方暮答应一声,快步走了过去。夜明珠发出的光芒照在兔爷指着的地方,那里竟然有一个非常简单又非常繁琐的机关。说它简单,是因为想要打开那个机关,只要打开上面的锁就可以了。而说繁琐,是因为上面竟然用了九把形制完全不同的锁,想要打开,必须用九把钥匙才可以。
“这,这里就是发出毒气的地方?”才杰嗅了嗅上面的味道,和自己之前闻到的一模一样。兔爷说,“你们千万别小看这九把锁,这一把,是用精钢打造的七心连环锁,只有钥匙还不够,更要懂得开锁的方法,这两样缺一不可。除了如此,没人能打开这把锁。”
此话一出,大家都陷入了沉思当中。就连闫春也觉得自己鲁莽了,他说,“前辈,如果您说的都是真的,那这内鬼肯定一早和魔教勾结。可是妖人重新出现,也是最近不久的事,我们幼时拜师,不会在朝夕间背叛师门。说起来,也只有方师弟他……”
眼见闫春把矛头指向方暮,黎晴雪挺身而出道,“方师弟虽然入门晚,但大家可曾想过,他身上的灵力微弱,不是我们当中任何一个人的对手。毒气是会要了我们的性命,可是谁又能担保他在行事之前不会被发现,发现之后又不会说出背后之人的秘密呢?”
上官诺点点头说,“不错,黎师妹说的有道理。”方暮感激的看向黎晴雪,她却已经被脸转向了司马露。兔爷摇摇头说,“亏你们还是各门派中的翘楚,怎么连脑子都没有?想想看,你们当中缺了谁?”
“怀星,怀月兄妹两个,难道是他们?”常安然皱眉,“我就奇怪,那条竹叶青怎么不咬我们,偏偏咬了怀月,原来他们安的是这个心!”楚北说,“不对,咱们是径直走进这里来的,只要回头,就能看到他们,他们不会这么傻。”扶玉脸上阴晴不定的说,“除了他们,也只有马英卓,马师兄了。”

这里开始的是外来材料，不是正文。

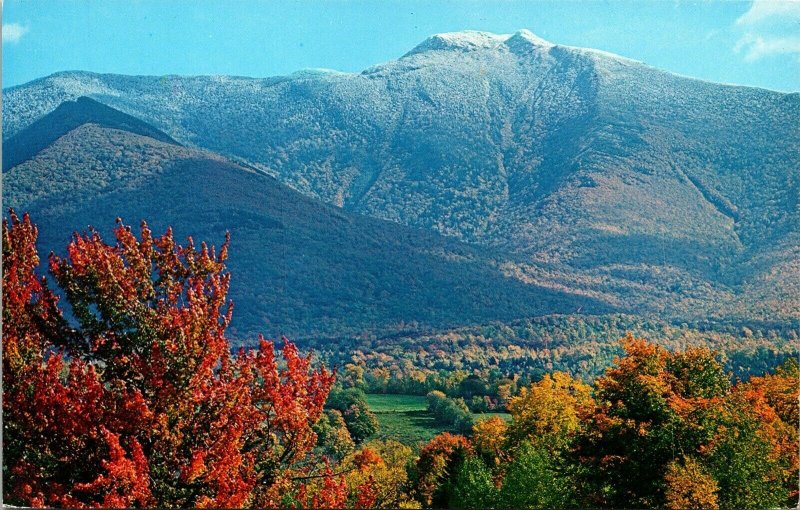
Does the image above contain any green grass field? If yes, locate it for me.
[367,394,510,446]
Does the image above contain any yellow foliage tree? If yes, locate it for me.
[508,372,594,448]
[472,416,508,467]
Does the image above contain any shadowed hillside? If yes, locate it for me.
[3,31,800,320]
[4,103,609,341]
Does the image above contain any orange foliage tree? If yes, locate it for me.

他这句话像一颗火种丢进了牛飞舟这堆干柴里,牛飞舟叫道,“好你个扶玉,竟然含血喷人!英卓不会做这样的事,绝对不会!”兔爷忽然大笑了起来,“难得啊,终于有个明白人了。你们一个马,一个牛,就以为是牛头马面两兄弟了?人心隔肚皮,他想什么,做什么,你可知道?”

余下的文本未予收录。